The 1969 season started out poorly and got worse, the Bears losing their first seven games, though to be fair, four of the losses were by six points or fewer -- 20-17, 28-24, 13-7 and 9-7 -- and as you can see just by those, those Bears had trouble scoring points (two other losses were by shutout, and in the 0-7 start, the Bears had scored just 69 points, averaging less than 10 per game).

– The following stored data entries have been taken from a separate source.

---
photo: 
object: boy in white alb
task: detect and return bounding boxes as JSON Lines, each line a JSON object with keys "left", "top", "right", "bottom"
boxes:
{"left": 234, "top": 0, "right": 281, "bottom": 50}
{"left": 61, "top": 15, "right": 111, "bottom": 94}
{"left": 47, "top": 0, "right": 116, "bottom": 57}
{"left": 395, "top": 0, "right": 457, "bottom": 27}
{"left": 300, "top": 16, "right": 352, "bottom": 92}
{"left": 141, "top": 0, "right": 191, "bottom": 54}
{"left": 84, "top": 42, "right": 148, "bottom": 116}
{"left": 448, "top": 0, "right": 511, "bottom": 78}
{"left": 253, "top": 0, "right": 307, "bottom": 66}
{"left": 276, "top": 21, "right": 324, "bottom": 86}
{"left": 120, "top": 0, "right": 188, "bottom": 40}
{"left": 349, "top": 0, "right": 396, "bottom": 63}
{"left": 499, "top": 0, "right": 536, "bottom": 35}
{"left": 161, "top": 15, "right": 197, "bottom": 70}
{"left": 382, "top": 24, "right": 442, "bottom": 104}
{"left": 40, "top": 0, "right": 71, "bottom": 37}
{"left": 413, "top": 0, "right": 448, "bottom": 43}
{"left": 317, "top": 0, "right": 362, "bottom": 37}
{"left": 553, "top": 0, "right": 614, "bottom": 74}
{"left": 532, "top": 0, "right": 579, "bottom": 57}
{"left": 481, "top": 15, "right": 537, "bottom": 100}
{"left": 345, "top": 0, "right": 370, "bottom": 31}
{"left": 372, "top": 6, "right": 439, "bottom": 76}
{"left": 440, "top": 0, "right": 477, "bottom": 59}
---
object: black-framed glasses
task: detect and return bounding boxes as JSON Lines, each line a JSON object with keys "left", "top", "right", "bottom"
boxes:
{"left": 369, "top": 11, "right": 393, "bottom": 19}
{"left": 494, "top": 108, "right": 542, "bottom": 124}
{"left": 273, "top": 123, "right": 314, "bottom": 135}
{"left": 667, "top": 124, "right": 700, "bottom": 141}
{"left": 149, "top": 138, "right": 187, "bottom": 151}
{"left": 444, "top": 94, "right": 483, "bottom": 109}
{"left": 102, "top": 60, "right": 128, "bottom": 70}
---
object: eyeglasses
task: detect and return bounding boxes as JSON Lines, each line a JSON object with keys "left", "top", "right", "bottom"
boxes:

It was with that record that they welcomed the Pittsburgh Steelers -- also off to an 0-7 start -- to Wrigley Field on Sunday, November 9. With TV blackouts still in place, Bears fans in Chicago who weren't at the game (45,856 were in attendance) could only listen to the WGN radio broadcast with Jack Brickhouse and Irv Kupcinet. I have a vivid memory of sitting in a sunny living room in my house that day doing exactly that, listening to "Brick and Kup", as they were known to Bears fans.

The Bears demolished the Steelers 38-7, scoring more than half as many points as they had in the entire season to that date. Cooper Rollow's recap in the Tribune began this way:

The Bears yesterday unleashed all the pent-up agony and humiliation of two months of frustration on the Pittsburgh Steelers.

With a murderous demonstration of defensive might and an offense that tagged along just for the fun of it, they crushed their Eastern conference opponents, 38 to 7.

It was like Goliath stomping on a dandelion. Or perhaps more appropriately, it was like Dick Butkus tramping on Terry Hanratty, Dick Shiner, and other assorted Steelers, as the Bears finally achieved their maiden 1969 victory on the ninth day of November.

Bobby Douglass, the southpaw slinger from Kansas, directed the victory, and he twice fumbled the ball away and served up an interception.

But in between his misdemeanors, Douglass hurled touchdown passes of 25 yards to Brian Piccolo and 12 yards to Bob Wallace. He also scrambled in and around the disorganized Steeler defense for 72 yards, making him the Bears' second leading rusher.

The leader, of course, was the king -- Gale Sayers. The Kansas Comet, enjoying his third consecutive 100-yards-plus rushing day with a net of 112 yards in 28 carries, scored twice, on line smashes of 2 and 1 yards.

The Bears then went back to their losing ways, finishing out the 1969 season with six straight defeats in which they were outscored 183-93. Their 1-13 record is still the worst in franchise history.

The woeful Steelers also finished 1-13. The draft tiebreaker of the time for the No. 1 pick was a coin flip. Yes, seriously. The Bears lost the flip (under modern tiebreaker rules, they would have lost out on the top pick anyway, as the current tiebreaker is head-to-head, and the Bears' win over Pittsburgh would have given the Steelers the top choice), and thus Pittsburgh got the No. 1 slot in the 1970 draft.

The Bears traded their 1970 pick, No. 2 overall in the draft, to the Packers for Lee Roy Caffey, Bob Hyland and Elijah Pitts, all of whom had been productive players for the Pack. All three had played in at least one Super Bowl for Green Bay. Caffey and Hyland both played one mediocre season for the Bears; Pitts was waived before ever playing a regular-season game for the Bears.

With the No. 1 overall pick in the 1970 draft, the Steelers selected some guy named Bradshaw. Perhaps you've heard of him.

I'm not suggesting the Bears should have tanked that game against Pittsburgh, nor any other game, in 1969. But man, it would have been nice to see that quarterback in a Bears uniform through the 1970s.